Has Ofsted given up on school case studies?

Ofsted’s case studies have not always had their intended consequences. As Sean Harford said at the recent ‘Radical ideas to transform Ofsted’ conference at the UCL Institute for Education: “When Ofsted tries to nudge something, it often becomes a shove.”

A famous example is triple marking. When the inspectorate published the case study of a school using an innovative method of pupil feedback, it caused a nationwide mania for marking with different coloured pens, notoriously piling additional work onto already hard-pressed teachers.

So Ofsted pulled back on case studies. Then last December, there was ‘Bold beginnings’ – a study of practice in the reception classes of 41 primary schools, which irked many and led to accusations that Ofsted is picking and choosing “good practice” case studies according to its own bias.

After the conference, we caught up with a man who spends much of his time engaging with the schools community, trying to repair the damage caused by the triple marking case study and others, and asked whether Ofsted really has ditched the practice for good.

CM: Is there a case for publishing examples of good practice in schools?
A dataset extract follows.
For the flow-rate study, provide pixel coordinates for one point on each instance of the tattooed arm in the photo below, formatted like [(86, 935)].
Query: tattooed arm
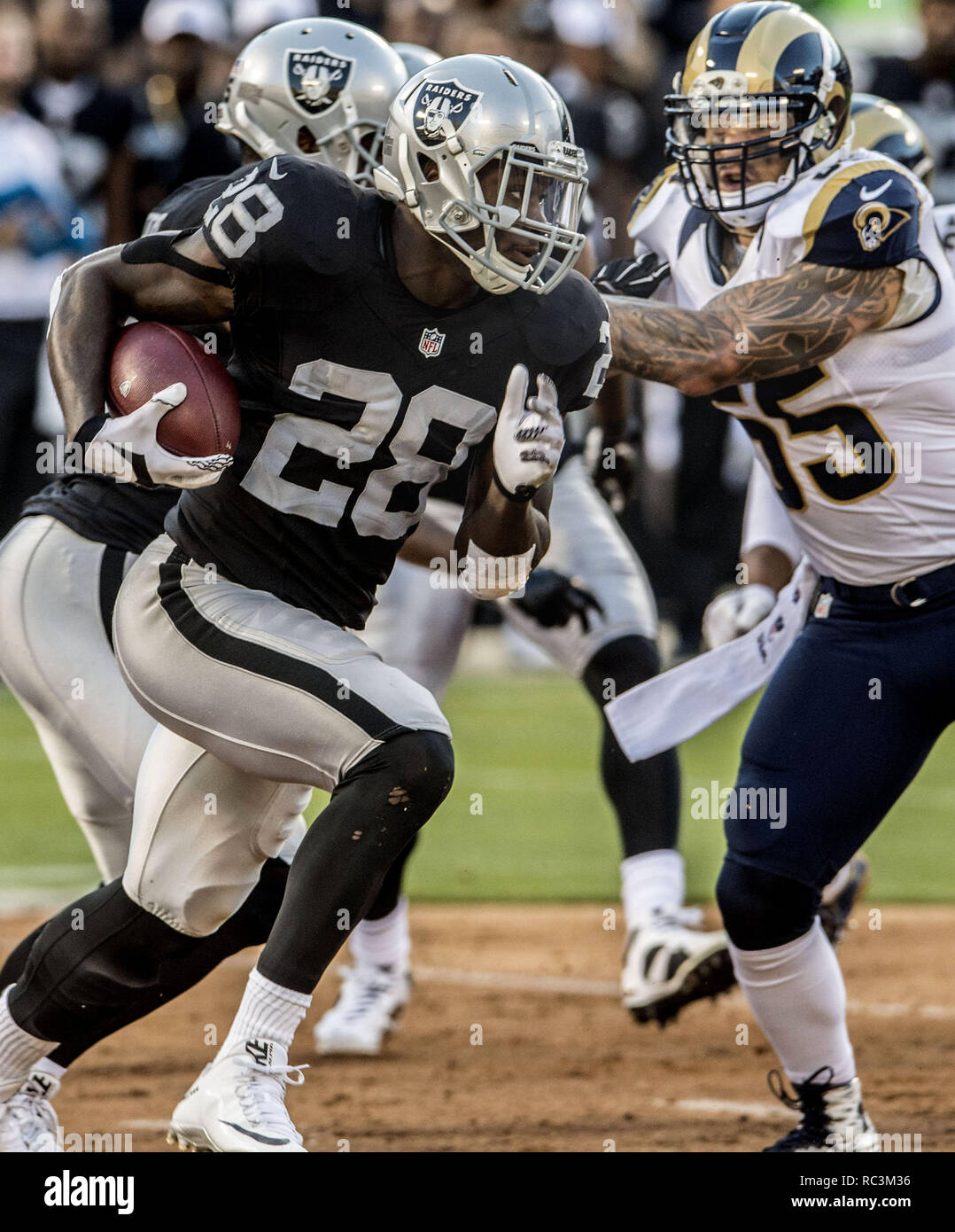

SH: Case studies have got us into problems in the past. The marking case study – that’s where triple marking came from, that and Dylan William and Paul Black with Inside the black box. Coupled together, they were like blue touchpaper – it got all the schools doing triple marking. So case studies are good in some respects, but schools and colleges have got to realise that what works in one place might not work in another.

I always go back to the marking example. The inspector went into that school and saw a great school, which identified that one of the key things they’d done since the previous inspection was to change their marking system. It was about dialogue between teachers and pupils – and people writing in different coloured pens, literally.

They identified it as something that was really working for them. We sent an inspector along, who spent half a day there, discussed it, wrote it all up, published it… and then we know what happened.

The problem is of course that the school was probably managing other parts of the teachers’ workload in such a way as to carve out time, because in their context it worked: the teachers weren’t dying from exhaustion – they were doing great teaching and planning; they were doing everything really well and this was part of it.

But drop it on 2,000 to 3,000 schools that haven’t got those other things in place, and it’s a disaster. So we can’t just assume that we can take these things and plonk them in another place and they will work as well, or even that they won’t be detrimental.

CM: Does that mean you don’t use case studies anymore?

SH: We haven’t published one for a fair time now, and we took down the ones that we had on the website, because we wanted to sit back and think about and how they’re used whether it’s the right thing to do. We haven’t resolved that, as it’s a resource issue as well, to go and do the extra visits. So we haven’t done them for a while, and we haven’t published them for a while.

CM: So you haven’t yet come to a policy on it?

SH: It’s something we will consider as we do our new framework.

CM: As for last December’s ‘Bold beginnings’ report on the reception year, some of the complaints felt you’d taken too small a sample size, basically like an enlarged case study.

SH: I’m sure people told you about this, but the reality was, we had a data trawl that yielded about 150 schools – after a first trawl that yielded very small numbers, about six schools, so the criteria we were setting were really too stringent. We widened those criteria, including where those schools were in terms of IDACI [the income deprivation affecting children index], and we ended up with about 150.

Then we looked at the schools and said “well, that number have just had inspection in the last year; it’s unfair to go back to them. These ones, we know we’re going to in the next year or 18 months.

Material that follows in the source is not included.